With an expanding cryptoasset team and new guidance issued on 31 July 2019, businesses offering tokenized schemes will be subject to greater regulatory scrutiny over the upcoming months.
The FCA published its final guidance on cryptoassets including clarification of its remit in accordance with its areas of focus for its 2019/2020 Business Plan. With over 92 respondents to the consultation paper, there is evidently an extremely broad range of interest in this subject. Lack of regulatory certainty in this sector has often been cited by major institutions as a reluctance to invest, and it is likely that this guidance will be one step closer towards greater interest and activity in the area.
Aspects to the guidance that stand out include:
- pre-trading a firm does not need a licence to issue security tokens. However, as soon as security tokens are traded, authorisation regimes will apply as they fall under the category of “specified investments.” behaving like shares or debt instruments with have ownership rights. In the event a security token is tradeable on capital markets, the Markets in Financial Instruments Directive (MiFID) regime will apply;
- confirmation that exchange and utility tokens will continue to fall outside of the FCA’s regulatory perimeter, however in the case of exemptions such as utility tokens used in e-money schemes, regulation will apply. These tokens will fall within the remit of the 5th Anti-Money Laundering Directive, which is being transposed into UK law later this year; and
- stablecoins may also fall within the definition of e-money.

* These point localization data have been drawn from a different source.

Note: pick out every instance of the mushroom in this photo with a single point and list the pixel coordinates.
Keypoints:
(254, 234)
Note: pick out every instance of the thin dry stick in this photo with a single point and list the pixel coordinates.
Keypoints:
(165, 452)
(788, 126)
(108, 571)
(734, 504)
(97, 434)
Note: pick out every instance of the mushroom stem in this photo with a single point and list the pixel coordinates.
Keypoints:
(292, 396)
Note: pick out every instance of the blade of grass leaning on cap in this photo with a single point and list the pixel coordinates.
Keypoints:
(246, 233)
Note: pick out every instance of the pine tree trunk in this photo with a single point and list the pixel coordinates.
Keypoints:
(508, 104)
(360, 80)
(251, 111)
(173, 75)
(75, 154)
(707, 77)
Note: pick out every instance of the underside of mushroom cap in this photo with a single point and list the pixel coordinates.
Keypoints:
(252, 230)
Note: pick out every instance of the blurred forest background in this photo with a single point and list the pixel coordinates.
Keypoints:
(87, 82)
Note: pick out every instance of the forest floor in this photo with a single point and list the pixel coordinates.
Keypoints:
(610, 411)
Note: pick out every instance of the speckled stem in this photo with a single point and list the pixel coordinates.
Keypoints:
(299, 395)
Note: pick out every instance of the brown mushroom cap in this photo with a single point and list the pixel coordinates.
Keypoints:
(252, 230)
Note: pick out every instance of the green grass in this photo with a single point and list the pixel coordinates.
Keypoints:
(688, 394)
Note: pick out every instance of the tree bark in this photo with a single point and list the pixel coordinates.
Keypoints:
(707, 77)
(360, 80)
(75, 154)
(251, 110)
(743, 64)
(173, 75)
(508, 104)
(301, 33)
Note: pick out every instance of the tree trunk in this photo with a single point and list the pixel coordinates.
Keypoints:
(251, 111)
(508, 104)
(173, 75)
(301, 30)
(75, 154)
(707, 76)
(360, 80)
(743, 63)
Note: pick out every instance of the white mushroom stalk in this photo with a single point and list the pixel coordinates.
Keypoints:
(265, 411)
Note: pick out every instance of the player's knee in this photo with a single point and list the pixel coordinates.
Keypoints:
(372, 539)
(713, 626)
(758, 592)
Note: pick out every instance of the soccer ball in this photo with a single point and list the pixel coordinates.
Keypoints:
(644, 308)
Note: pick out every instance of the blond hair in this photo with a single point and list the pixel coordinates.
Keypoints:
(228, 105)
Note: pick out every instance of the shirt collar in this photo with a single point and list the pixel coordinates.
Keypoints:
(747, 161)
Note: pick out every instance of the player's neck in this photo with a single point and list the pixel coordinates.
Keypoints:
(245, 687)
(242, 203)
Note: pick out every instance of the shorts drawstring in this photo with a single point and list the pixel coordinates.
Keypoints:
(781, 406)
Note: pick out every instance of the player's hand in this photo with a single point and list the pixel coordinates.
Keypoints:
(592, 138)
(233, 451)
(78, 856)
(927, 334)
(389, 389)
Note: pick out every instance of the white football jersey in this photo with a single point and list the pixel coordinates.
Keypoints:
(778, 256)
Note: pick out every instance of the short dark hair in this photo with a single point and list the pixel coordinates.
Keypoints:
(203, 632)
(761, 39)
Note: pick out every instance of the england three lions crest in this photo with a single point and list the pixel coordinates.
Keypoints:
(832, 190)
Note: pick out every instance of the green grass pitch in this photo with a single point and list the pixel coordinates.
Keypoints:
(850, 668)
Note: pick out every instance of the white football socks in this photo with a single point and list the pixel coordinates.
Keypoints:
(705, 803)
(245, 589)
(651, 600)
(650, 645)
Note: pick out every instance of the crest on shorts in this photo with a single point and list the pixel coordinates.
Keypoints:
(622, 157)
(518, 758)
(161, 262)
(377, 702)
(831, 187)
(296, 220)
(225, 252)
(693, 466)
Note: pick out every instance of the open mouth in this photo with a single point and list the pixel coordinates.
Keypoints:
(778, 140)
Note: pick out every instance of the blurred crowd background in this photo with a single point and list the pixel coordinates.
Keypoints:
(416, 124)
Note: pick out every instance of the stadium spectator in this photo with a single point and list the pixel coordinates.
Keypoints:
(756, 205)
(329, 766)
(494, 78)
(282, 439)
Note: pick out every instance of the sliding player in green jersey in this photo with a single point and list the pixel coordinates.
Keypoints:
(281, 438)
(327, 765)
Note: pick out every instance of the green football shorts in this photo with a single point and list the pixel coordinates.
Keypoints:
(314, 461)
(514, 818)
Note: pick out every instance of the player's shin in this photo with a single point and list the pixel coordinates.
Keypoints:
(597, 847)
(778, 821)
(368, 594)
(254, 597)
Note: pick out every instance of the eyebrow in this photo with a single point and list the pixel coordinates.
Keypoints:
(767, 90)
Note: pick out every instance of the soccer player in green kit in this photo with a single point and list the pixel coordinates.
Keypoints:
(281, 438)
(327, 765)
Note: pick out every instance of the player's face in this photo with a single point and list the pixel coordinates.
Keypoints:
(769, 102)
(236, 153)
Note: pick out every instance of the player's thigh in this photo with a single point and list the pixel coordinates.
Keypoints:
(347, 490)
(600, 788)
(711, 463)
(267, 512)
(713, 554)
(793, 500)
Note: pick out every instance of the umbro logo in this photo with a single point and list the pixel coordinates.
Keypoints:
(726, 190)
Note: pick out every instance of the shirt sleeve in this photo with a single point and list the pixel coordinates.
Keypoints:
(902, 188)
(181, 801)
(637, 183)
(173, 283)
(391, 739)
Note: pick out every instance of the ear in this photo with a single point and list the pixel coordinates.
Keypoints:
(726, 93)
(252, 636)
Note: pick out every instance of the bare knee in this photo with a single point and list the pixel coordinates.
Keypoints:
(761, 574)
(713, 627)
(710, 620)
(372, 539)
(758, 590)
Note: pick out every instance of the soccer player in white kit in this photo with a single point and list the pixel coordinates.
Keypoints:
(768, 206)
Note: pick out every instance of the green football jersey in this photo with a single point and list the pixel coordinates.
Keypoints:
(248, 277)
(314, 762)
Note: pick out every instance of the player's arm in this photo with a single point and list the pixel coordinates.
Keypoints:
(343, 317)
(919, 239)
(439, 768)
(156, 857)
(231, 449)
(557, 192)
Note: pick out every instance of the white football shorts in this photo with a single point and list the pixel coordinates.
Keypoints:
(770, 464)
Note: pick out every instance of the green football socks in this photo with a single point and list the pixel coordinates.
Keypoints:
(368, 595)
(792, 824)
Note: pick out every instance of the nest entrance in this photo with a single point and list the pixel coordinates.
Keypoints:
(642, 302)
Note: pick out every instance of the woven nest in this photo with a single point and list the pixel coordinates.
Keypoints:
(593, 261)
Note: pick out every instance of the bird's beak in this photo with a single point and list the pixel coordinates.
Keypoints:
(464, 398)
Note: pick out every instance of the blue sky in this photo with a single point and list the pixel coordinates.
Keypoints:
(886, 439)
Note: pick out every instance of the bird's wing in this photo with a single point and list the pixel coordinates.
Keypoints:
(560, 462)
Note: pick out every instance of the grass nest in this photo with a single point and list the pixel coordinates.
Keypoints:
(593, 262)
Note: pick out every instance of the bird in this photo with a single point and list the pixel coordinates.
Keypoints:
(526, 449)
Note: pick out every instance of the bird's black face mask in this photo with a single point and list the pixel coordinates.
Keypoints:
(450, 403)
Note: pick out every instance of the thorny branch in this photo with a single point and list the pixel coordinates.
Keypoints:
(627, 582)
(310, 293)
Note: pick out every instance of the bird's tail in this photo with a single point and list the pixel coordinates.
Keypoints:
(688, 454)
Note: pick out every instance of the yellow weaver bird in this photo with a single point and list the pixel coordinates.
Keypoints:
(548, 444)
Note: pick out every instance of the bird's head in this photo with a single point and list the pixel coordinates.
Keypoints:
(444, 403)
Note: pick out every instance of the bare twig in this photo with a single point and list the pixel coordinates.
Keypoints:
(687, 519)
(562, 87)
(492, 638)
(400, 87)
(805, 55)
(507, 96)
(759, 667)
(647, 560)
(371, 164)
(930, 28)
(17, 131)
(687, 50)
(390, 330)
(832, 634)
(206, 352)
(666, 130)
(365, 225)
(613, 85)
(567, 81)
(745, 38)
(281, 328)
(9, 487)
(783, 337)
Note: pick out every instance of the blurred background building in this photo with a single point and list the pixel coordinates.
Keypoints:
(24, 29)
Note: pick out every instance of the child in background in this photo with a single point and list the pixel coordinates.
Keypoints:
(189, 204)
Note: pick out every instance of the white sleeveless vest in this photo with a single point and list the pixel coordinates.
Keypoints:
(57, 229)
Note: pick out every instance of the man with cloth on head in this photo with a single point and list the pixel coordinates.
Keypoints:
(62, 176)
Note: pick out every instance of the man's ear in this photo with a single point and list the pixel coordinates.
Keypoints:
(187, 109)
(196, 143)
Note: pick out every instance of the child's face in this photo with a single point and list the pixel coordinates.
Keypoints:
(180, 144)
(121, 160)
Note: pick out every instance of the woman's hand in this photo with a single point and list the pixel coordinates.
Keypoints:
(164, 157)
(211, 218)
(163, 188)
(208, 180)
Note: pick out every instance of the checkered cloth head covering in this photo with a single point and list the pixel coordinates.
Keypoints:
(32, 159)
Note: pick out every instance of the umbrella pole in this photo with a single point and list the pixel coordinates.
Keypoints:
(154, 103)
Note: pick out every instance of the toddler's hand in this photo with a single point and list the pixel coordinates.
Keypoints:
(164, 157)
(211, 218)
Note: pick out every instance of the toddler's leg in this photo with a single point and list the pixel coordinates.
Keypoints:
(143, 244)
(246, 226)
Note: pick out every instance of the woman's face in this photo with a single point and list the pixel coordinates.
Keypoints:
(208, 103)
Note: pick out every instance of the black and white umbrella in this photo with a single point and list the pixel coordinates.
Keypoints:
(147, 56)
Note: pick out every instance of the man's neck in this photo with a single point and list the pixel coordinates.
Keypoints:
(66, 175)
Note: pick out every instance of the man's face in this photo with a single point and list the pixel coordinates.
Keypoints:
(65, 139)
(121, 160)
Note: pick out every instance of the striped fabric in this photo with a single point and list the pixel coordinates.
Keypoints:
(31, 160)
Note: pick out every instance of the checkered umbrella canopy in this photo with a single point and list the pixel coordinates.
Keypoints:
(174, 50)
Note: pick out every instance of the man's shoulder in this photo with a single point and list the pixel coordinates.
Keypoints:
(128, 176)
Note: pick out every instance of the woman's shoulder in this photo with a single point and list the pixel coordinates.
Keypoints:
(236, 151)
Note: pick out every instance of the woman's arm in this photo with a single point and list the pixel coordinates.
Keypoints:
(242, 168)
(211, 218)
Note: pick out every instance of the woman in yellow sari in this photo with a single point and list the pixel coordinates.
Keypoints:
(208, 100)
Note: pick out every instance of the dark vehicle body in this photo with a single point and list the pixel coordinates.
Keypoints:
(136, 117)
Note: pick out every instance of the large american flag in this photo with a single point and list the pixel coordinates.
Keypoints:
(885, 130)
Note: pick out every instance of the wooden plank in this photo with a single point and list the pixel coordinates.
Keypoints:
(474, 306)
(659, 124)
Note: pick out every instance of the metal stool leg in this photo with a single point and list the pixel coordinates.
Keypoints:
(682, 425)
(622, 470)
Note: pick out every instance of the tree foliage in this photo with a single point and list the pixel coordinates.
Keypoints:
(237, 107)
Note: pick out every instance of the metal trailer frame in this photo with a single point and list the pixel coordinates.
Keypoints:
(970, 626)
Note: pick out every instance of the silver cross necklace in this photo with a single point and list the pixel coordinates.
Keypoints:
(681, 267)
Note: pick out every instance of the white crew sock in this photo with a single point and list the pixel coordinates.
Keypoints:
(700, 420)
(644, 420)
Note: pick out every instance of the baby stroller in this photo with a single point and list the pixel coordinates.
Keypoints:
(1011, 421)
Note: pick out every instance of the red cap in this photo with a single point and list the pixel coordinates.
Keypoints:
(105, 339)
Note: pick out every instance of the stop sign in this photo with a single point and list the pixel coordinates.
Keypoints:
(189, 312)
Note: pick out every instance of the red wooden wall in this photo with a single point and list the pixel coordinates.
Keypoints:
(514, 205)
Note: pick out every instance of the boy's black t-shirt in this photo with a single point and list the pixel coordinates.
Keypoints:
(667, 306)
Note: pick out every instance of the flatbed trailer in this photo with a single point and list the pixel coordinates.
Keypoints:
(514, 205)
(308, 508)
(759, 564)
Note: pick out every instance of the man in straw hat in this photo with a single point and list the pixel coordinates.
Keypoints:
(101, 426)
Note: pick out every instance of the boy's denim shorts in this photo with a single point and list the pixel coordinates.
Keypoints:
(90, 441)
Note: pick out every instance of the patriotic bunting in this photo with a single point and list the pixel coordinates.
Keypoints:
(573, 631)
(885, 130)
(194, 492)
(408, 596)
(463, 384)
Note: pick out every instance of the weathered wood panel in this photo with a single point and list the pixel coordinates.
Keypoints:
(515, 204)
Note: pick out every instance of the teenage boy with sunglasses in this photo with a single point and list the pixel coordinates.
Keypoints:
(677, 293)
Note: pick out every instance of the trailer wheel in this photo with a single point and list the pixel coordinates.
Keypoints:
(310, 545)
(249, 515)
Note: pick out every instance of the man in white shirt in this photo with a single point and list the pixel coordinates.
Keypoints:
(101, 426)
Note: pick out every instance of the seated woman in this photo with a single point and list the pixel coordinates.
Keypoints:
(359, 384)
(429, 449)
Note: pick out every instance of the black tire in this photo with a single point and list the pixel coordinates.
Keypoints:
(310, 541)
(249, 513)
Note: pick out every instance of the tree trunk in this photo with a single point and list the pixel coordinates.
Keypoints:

The FCA will provide further clarity on types of tokens in due course – it will separate e-money tokens from the utility tokens and security tokens category, creating a specific regulated e-money token category and an unregulated category that includes utility tokens. Any legislative process required to widen the regulatory perimeter is usually long-winded and time-consuming, so it is not surprising the FCA has stated in the guidance that other conduct-based regimes and rules such as SM&CR and Principles for Business may apply to firms using unregulated tokens. In short, we are edging towards a scenario where there are indirect catch-all provisions until more FCA regulatory time and resource can be spent on the subject.
This guidance is set against the background of other cryptoasset related announcements earlier in the year with the FCA gearing towards a likely ban on the sale of cryptocurrency derivatives and exchange-traded notes to retail investors (an overall retail ban is highly likely to ensue) and a hiring surge at FCA HQ (two positions in a new team dedicated to digital assets within the Financial Crime department).
Moreover, it is likely that Facebook’s announcement to launch its Libra digital coin has added pressure to financial regulators at an international level to clarify their thinking on this subject. The UK’s policy will continue to be informed by other international regulatory bodies – it will be important to follow their developments in order to stay on top of policy formation and regulatory risk in this area.